Lorsqu'il n'était pas occupé à l'école ou à travailler ses cours, il pouvait sortir avec un domestique ou passer du temps avec sa mère, Isabelle. En général, ces moments-là consistaient à prendre le thé en sa compagnie, le tout majoritairement comblé par de longs silences ou des échanges de banalités. Richard avait insisté pour que la relation parent-enfant soit formelle : selon lui, donner trop d'attention ou d'affection à un enfant était mauvais pour son développement intellectuel et émotionnel et la mère se pliait le plus souvent à la volonté de son époux. Mais il lui arrivait, parfois, de braver les interdits. Certains jours, dans un élan d'amour ou de folie douce, elle l'enlaçait dans ses bras, jouait avec lui à des jeux idiots. Elle lui lisait des histoires, lui disait à quel point il était un petit garçon beau et intelligent. Parfois, Archibald venait rendre visite et c'était synonyme de relâchement et de liberté pour l'enfant. Car sans lui, les seuls moments où l'on pouvait voir la famille réunie et souriante, c'était lorsqu'elle se trouvait face à l'objectif des journalistes. L'enfant était encore trop jeune pour mettre un nom sur le mal-être grandissant en lui, mais cela n'empêchait pas sa présence. Cette monotonie que constituait sa vie, dépourvue de joie, d'amusement et de spontanéité était en train de lui voler son enfance. Le temps passait et Caliban s'effaçait, laissant progressivement place au petit soldat obéissant dont son père rêvait.

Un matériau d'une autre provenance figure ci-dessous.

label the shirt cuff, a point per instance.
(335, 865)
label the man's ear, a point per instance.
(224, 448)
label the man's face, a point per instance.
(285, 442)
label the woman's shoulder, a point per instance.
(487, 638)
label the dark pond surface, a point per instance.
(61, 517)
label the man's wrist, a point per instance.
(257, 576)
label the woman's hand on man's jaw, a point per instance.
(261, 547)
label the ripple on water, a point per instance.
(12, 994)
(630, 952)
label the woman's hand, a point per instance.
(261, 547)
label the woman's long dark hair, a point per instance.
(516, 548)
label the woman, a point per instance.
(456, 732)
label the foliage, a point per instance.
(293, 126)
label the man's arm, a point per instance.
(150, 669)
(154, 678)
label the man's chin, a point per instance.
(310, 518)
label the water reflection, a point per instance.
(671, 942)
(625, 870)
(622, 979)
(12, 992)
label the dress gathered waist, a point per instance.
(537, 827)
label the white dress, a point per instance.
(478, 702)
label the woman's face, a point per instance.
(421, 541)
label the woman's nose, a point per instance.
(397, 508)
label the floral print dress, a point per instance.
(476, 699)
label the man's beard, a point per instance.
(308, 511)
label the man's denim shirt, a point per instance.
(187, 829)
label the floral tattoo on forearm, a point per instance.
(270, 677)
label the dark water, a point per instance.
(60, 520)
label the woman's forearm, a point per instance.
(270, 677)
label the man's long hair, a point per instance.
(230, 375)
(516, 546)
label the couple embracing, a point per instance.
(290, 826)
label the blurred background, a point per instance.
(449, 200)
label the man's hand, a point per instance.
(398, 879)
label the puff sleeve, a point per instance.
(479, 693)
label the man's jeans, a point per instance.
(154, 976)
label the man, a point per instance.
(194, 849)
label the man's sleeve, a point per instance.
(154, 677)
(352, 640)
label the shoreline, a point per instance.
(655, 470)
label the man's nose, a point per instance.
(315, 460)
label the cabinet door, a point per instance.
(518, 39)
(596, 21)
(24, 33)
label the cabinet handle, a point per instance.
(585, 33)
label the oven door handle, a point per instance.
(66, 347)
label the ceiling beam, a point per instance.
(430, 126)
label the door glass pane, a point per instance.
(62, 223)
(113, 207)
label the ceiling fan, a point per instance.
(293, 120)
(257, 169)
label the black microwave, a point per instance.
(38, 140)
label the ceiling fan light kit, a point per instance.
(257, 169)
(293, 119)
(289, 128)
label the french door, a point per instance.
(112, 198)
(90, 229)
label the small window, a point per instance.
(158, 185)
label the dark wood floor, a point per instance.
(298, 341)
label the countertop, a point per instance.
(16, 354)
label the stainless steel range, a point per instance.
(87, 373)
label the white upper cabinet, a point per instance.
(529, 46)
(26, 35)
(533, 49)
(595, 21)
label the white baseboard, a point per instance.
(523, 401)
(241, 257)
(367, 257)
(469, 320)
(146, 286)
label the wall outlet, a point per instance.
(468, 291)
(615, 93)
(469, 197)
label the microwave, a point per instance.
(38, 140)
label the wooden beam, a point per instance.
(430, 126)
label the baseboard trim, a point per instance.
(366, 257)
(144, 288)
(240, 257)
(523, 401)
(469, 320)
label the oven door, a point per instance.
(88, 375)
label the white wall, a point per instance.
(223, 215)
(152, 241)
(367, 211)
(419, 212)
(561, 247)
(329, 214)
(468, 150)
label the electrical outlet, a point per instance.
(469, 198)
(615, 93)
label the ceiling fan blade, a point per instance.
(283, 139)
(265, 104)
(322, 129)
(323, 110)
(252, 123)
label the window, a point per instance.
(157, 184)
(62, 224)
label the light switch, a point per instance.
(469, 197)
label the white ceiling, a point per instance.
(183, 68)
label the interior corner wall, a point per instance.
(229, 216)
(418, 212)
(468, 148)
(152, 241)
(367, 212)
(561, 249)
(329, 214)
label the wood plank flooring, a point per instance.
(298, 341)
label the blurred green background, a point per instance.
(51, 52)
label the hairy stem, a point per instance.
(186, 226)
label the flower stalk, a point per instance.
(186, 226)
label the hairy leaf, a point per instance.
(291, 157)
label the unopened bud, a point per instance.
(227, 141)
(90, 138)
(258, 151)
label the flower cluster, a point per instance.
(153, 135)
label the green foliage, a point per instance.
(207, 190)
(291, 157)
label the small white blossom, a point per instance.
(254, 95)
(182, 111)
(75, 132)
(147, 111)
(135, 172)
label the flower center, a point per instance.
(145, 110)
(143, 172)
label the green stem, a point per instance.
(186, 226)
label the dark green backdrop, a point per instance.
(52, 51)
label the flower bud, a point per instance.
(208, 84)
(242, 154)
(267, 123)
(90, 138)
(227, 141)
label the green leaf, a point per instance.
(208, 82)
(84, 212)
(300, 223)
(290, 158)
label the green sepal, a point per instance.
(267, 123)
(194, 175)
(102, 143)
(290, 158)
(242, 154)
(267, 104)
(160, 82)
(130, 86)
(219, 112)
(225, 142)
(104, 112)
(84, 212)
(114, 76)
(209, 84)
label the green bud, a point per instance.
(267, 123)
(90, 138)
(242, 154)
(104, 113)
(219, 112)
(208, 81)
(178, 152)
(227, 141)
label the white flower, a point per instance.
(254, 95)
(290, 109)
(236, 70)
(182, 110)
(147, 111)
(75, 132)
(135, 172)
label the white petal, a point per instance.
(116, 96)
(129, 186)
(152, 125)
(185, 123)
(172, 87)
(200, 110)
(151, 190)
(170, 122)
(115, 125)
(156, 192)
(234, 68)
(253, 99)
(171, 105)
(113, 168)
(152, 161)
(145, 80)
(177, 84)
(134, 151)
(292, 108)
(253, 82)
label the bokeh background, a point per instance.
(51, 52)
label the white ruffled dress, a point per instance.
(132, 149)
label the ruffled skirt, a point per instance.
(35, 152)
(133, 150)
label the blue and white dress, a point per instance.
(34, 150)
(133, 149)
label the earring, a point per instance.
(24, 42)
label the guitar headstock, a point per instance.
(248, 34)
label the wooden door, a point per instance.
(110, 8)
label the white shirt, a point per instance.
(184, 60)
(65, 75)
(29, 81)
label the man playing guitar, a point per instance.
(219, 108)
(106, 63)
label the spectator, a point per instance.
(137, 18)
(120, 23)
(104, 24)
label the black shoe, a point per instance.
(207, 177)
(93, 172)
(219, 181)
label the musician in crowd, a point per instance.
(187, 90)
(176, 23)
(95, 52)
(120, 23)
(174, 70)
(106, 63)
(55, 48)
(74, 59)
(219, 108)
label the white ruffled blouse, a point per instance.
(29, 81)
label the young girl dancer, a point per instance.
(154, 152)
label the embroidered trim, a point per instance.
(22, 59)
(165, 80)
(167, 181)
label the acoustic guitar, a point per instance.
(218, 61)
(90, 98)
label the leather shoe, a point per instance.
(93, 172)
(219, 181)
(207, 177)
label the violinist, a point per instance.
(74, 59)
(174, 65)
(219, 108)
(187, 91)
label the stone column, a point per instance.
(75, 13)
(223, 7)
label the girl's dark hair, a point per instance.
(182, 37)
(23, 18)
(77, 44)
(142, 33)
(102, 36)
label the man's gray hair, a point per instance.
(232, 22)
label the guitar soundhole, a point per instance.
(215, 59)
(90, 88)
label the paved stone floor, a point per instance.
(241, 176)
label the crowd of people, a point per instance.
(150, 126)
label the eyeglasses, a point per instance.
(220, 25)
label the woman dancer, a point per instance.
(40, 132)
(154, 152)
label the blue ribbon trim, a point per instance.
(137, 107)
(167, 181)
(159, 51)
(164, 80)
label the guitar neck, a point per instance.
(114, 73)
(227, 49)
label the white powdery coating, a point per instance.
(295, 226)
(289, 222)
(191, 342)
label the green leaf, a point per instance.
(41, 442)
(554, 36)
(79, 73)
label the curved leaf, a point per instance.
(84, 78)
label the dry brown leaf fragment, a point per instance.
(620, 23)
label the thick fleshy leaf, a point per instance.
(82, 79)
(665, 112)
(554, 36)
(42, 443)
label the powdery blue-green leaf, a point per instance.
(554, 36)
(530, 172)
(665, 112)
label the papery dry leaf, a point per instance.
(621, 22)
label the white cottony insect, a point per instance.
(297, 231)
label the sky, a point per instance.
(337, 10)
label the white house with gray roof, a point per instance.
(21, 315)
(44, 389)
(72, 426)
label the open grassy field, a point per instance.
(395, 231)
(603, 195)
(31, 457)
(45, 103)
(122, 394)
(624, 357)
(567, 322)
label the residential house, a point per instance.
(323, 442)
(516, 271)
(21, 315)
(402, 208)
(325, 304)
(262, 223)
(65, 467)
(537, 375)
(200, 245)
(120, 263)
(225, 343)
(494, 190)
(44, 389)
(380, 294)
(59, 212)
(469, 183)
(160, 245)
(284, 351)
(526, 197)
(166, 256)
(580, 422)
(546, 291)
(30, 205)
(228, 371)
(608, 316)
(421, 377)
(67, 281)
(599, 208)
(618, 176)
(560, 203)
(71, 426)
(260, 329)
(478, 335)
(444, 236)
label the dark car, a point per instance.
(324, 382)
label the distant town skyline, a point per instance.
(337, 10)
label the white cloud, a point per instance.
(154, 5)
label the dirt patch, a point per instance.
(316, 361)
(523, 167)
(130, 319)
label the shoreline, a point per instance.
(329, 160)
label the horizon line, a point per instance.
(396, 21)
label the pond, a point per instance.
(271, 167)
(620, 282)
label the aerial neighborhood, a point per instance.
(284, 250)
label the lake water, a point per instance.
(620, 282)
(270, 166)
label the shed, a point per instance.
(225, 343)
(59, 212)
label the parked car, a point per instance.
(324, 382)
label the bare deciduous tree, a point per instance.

Un an plus tard, une proposition plus qu'alléchante fut faite à Richard Mirth : Celle de rejoindre la Société Contre l'Arnaque Magique, la fameuse organisation négationniste en tant qu'un de ses portes parole officiels. Dans l'absolu, le politicien français ne niait pas l'existence de la magie, mais sa position politique et ses discours s'y opposaient autant que possible. Alors, de là à aller jusqu'à la nier... C'était un pas qu'il était sans aucune hésitation prêt à faire pour accéder à tous les avantages d'un tel poste. Cela impliquait une plus grande médiatisation, un plus grand appui, des revenus supérieurs, mais aussi une plus grande possibilité d'élévation sociale. Il s'empressa d'accepter et en parallèle, négocia avec le gouvernement français pour être envoyé en tant que diplomate sur le territoire anglais. Car c'était à Londres que se trouvait le siège de la SCAM et que s'y installer aux frais de la République, dans un beau manoir avec chauffeur et personnel était bien plus avantageux que de couper ses liens avec la politique française. Il prit la décision pour toute la famille et bien vite, ils se retrouvèrent tous les trois à Londres.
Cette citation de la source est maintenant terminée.